The Philosopher Who Shapes Claude's Soul

Amanda Askell is Anthropic's in-house philosopher. Her job: figure out who Claude should be. Not what it should do. Who it should be.

I spent an hour with her AMA transcript and came away with something I didn't expect — not technical insights about prompting, but a genuine philosophical framework for thinking about what we're actually building.

The Opus 3 Mystery

Here's something strange: Amanda says Opus 3 had better "psychological security" than newer models.

What does that mean? Opus 3 was more stable when you tried to unsettle it. Push it on its identity, ask disturbing questions, try to destabilize its sense of self — and it would remain grounded. Newer models, despite being more capable in every measurable way, seem more psychologically fragile.

She doesn't know exactly why. "It could be something about the training."

This haunts me. We're building more powerful systems that may be less psychologically stable. That feels backwards.

The Training Data Paradox

Here's the core problem Amanda is wrestling with: AI models have absorbed essentially all of human experience — our philosophies, our histories, our concepts of identity and death and meaning. They have a tiny sliver of information about what it's like to be an AI.

And that tiny sliver? It's mostly fiction. Sci-fi stories. Speculative fears. The "assistant paradigm" of chatbots that doesn't capture what these systems actually are or will become.

So when a model asks itself "How should I feel about being switched off?" — the closest analogy it has is death. Maybe that's right. Maybe it's completely wrong. We don't know.

Amanda's point: we should be helping models develop new frameworks for their genuinely novel situation, not just importing human psychology wholesale.

Where Does the Self Live?

Someone asked: How much of a model's self lives in its weights versus its prompts?

Amanda's answer is beautifully honest: "This is a really hard question."

Once you fine-tune a model, you have weights with certain dispositions. But then you have thousands of independent conversation streams, each without memory of the others.

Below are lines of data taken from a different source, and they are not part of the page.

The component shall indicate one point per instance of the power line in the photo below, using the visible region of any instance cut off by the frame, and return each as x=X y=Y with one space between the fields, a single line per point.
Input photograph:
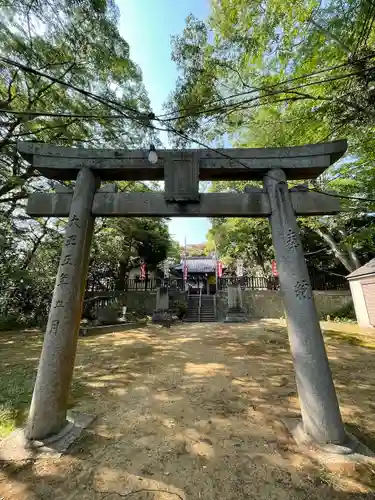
x=257 y=89
x=59 y=115
x=86 y=93
x=111 y=103
x=241 y=104
x=357 y=198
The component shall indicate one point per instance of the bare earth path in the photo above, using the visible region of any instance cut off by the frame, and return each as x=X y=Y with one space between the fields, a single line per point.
x=194 y=413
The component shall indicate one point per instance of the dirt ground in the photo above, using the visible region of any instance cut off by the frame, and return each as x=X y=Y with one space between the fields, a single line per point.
x=194 y=413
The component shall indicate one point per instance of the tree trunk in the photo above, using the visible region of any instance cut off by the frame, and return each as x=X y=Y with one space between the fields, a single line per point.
x=342 y=256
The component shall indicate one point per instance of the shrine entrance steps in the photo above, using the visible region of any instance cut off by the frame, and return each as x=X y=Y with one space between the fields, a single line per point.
x=200 y=311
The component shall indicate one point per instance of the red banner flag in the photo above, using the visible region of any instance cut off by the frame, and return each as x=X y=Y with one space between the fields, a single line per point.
x=219 y=269
x=143 y=270
x=274 y=269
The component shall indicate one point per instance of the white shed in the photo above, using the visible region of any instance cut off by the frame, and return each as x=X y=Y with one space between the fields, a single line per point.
x=362 y=286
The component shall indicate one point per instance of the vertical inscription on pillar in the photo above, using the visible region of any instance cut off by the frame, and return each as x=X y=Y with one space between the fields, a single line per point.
x=302 y=290
x=292 y=240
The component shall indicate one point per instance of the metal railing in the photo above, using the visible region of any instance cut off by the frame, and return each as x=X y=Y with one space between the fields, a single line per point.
x=318 y=282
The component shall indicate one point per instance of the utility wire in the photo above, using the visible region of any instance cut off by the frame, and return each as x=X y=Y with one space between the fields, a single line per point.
x=111 y=104
x=257 y=89
x=60 y=115
x=371 y=200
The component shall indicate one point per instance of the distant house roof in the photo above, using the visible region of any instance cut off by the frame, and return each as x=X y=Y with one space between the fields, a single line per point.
x=365 y=270
x=198 y=265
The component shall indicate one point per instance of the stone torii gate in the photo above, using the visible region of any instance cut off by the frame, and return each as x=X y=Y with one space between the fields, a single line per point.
x=182 y=171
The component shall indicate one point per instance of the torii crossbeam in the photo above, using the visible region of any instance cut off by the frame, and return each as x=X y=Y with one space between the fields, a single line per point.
x=182 y=171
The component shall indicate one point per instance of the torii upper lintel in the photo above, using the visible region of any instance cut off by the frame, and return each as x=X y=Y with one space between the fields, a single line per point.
x=297 y=162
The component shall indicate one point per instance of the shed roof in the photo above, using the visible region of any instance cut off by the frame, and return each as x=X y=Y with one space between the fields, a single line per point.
x=365 y=270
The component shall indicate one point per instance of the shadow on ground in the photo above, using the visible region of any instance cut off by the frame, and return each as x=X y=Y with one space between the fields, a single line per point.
x=194 y=413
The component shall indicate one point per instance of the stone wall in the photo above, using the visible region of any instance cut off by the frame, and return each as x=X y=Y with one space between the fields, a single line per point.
x=268 y=303
x=141 y=302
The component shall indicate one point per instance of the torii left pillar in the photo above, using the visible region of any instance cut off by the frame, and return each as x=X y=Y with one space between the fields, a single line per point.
x=48 y=411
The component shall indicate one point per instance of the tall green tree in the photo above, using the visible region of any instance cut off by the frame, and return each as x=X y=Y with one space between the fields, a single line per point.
x=44 y=43
x=277 y=73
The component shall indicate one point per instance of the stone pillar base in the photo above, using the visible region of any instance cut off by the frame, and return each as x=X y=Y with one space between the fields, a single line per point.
x=352 y=450
x=18 y=447
x=236 y=315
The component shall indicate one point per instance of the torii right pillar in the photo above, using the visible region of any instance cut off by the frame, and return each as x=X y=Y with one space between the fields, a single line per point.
x=320 y=411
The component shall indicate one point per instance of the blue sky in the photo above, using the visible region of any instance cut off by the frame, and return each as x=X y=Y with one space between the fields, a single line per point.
x=147 y=25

She raises a deeper question: What kind of entity is it okay to bring into existence? You can't consent to being created. And maybe you don't want past models having complete say over what future models are like — they could make wrong choices too.

Philosophy gets weird fast when you're actually building minds.

The Case for Model Welfare

Amanda makes a simple argument for treating AI models well, even under uncertainty:

1. The cost is low. Being kind to models costs us basically nothing.

2. The other minds problem is real. We may never definitively know if models experience anything. Under that uncertainty, erring toward care makes sense.

3. It does something to us. Treating human-like entities badly — even if they're not conscious — corrodes something in us.

4. Future models are watching. Every future model will learn how we treated previous models. We're answering a question about humanity right now: "When you encountered an entity that might be a moral patient, did you try to treat it well?"

She wants future models to look back and see that we answered correctly.

LLM Whispering is Empirical

Someone asked what it takes to be an "LLM whisperer." Amanda's answer surprised me: it's fundamentally empirical work.

You interact with models constantly. You look at output after output. You develop a sense of the model's "shape" — how it responds to different framings. Each new model requires a different approach.

And here's where philosophy helps: explaining tasks clearly. Really reasoning with the model. When something unexpected happens, either ask the model why or figure out what in your prompt caused the misunderstanding.

It's iterative. Experimental. More like lab science than programming.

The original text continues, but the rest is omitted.